The current attempt to remove President Dilma Rousseff of Brazil bears many resemblances to the Clinton impeachment episode. It is led by a group of politicians who seek to overturn the results of national elections and steer the nation in a different, right-wing direction; and the elected president has not committed an impeachable offense. Missing, of course, is the sex scandal -- and the charges are so unsexy that most people don't even know what the president is being impeached for, and it's not that easy to figure it out.
Most importantly, a crime is missing; even Bill Clinton's enemies could at least come up with the alleged crimes of perjury and obstruction of justice. But Dilma Rousseff's impeachers have no such criminal violation to even allege. This was the conclusion last week of the federal prosecutor, Ivan Claudio Marx, who was assigned to investigate the offenses for which Dilma is about to stand trial in Brazil's Senate. He determined that Dilma did not break the law in her handling of the public budget. The impeachment centers around her decision to delay payments to the state banks, which allowed the government to maintain the appearance of staying within a targeted fiscal balance in its accounts. Marx determined that this was not a crime, because it was not a "credit transaction" that would require congressional approval.

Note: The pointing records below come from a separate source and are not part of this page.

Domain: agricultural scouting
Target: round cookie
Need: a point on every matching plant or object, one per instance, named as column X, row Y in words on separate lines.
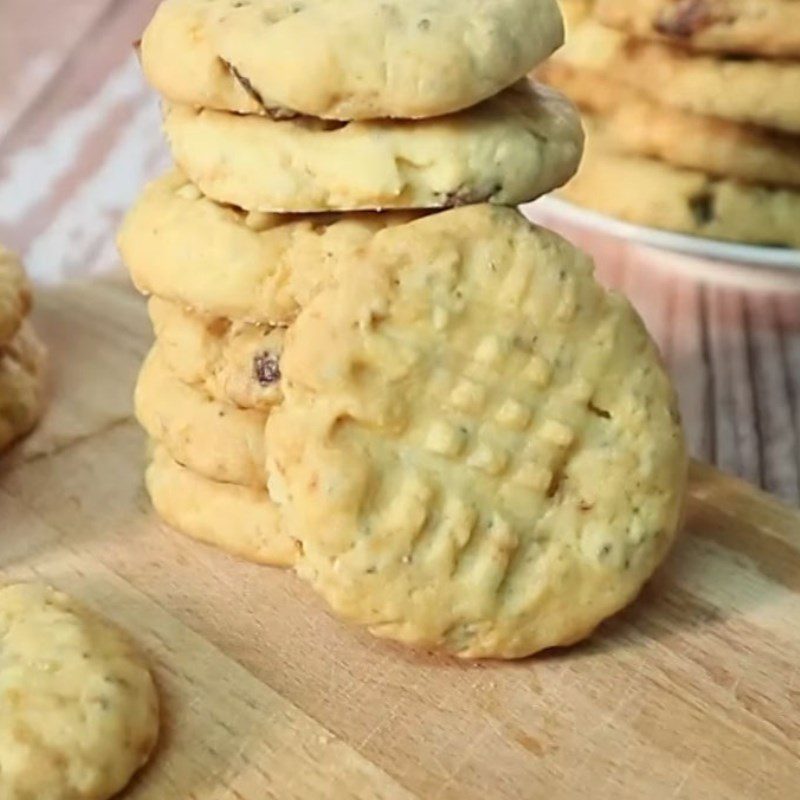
column 508, row 150
column 633, row 125
column 22, row 384
column 225, row 262
column 240, row 520
column 78, row 707
column 15, row 294
column 234, row 362
column 650, row 192
column 345, row 59
column 488, row 459
column 765, row 91
column 215, row 439
column 754, row 27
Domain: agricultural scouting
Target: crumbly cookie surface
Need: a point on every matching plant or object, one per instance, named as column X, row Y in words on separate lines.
column 15, row 294
column 233, row 362
column 508, row 150
column 78, row 707
column 22, row 384
column 650, row 192
column 225, row 262
column 239, row 520
column 765, row 90
column 750, row 27
column 218, row 440
column 478, row 446
column 345, row 59
column 634, row 125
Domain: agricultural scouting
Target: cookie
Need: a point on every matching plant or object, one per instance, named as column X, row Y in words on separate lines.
column 478, row 447
column 217, row 440
column 636, row 126
column 345, row 59
column 225, row 262
column 15, row 294
column 749, row 27
column 650, row 192
column 765, row 91
column 233, row 362
column 508, row 150
column 22, row 384
column 78, row 707
column 240, row 520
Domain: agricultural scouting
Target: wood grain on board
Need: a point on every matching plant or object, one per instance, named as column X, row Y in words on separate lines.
column 693, row 692
column 80, row 134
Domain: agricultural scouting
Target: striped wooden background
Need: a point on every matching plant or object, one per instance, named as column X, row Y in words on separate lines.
column 80, row 133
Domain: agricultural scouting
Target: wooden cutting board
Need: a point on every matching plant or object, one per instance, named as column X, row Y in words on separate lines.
column 694, row 692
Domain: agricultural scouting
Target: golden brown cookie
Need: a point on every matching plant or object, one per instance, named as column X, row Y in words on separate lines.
column 215, row 439
column 233, row 362
column 488, row 458
column 225, row 262
column 22, row 384
column 345, row 59
column 240, row 520
column 509, row 149
column 636, row 126
column 650, row 192
column 15, row 294
column 752, row 91
column 78, row 707
column 754, row 27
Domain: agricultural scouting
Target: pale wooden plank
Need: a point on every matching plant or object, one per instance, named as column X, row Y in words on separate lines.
column 676, row 697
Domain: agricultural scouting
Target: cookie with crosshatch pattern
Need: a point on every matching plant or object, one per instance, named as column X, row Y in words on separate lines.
column 478, row 449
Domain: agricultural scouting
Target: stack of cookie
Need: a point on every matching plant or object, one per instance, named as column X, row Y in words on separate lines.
column 22, row 356
column 694, row 113
column 414, row 404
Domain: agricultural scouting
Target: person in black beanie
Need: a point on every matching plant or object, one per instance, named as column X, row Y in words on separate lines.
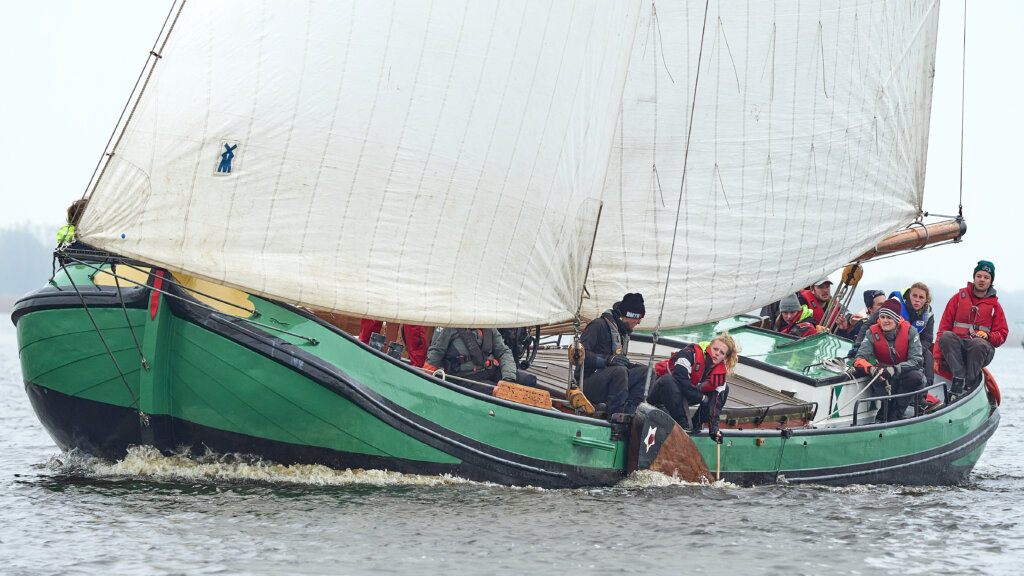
column 896, row 347
column 608, row 376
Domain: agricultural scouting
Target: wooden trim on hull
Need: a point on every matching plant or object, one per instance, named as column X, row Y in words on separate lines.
column 107, row 430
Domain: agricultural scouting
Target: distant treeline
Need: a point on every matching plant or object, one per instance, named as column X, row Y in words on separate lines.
column 25, row 259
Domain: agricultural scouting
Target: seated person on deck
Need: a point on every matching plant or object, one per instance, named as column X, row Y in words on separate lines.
column 608, row 376
column 476, row 355
column 795, row 319
column 695, row 374
column 896, row 347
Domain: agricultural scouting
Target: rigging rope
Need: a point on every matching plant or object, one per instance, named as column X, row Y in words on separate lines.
column 679, row 207
column 154, row 55
column 960, row 211
column 142, row 416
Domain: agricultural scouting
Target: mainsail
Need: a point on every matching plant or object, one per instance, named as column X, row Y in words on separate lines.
column 430, row 162
column 445, row 163
column 809, row 139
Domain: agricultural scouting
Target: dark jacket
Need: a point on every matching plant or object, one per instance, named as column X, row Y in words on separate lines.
column 599, row 342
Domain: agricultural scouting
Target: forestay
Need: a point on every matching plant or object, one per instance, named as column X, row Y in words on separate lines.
column 430, row 162
column 809, row 140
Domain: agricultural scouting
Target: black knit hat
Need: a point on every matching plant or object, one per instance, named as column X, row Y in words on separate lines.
column 631, row 305
column 869, row 296
column 985, row 265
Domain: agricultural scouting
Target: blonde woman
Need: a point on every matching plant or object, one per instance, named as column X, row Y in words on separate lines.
column 696, row 374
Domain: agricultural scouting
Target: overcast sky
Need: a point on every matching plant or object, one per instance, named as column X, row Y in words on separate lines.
column 67, row 68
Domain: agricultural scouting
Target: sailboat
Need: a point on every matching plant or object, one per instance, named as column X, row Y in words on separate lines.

In a society where the rule of law is in effect, that would spell the end of the effort to remove the elected president. But press reports -- inasmuch as they even bothered to report on the prosecutor's conclusion -- seem to indicate that pro-impeachment forces are acting as though the law, and the prosecutor's statement, are irrelevant. They are pressing full steam ahead for the Senate to reverse the results of the October 2014 presidential elections. And as we now know from leaked transcripts of phone conversations, some of the leaders are doing it to prevent further investigation of their own alleged corruption.
Can they get away with it? Much depends on whether the media -- and the public -- will now accept that a group of corrupt politicians can remove a democratically elected president, without any legal basis for doing so.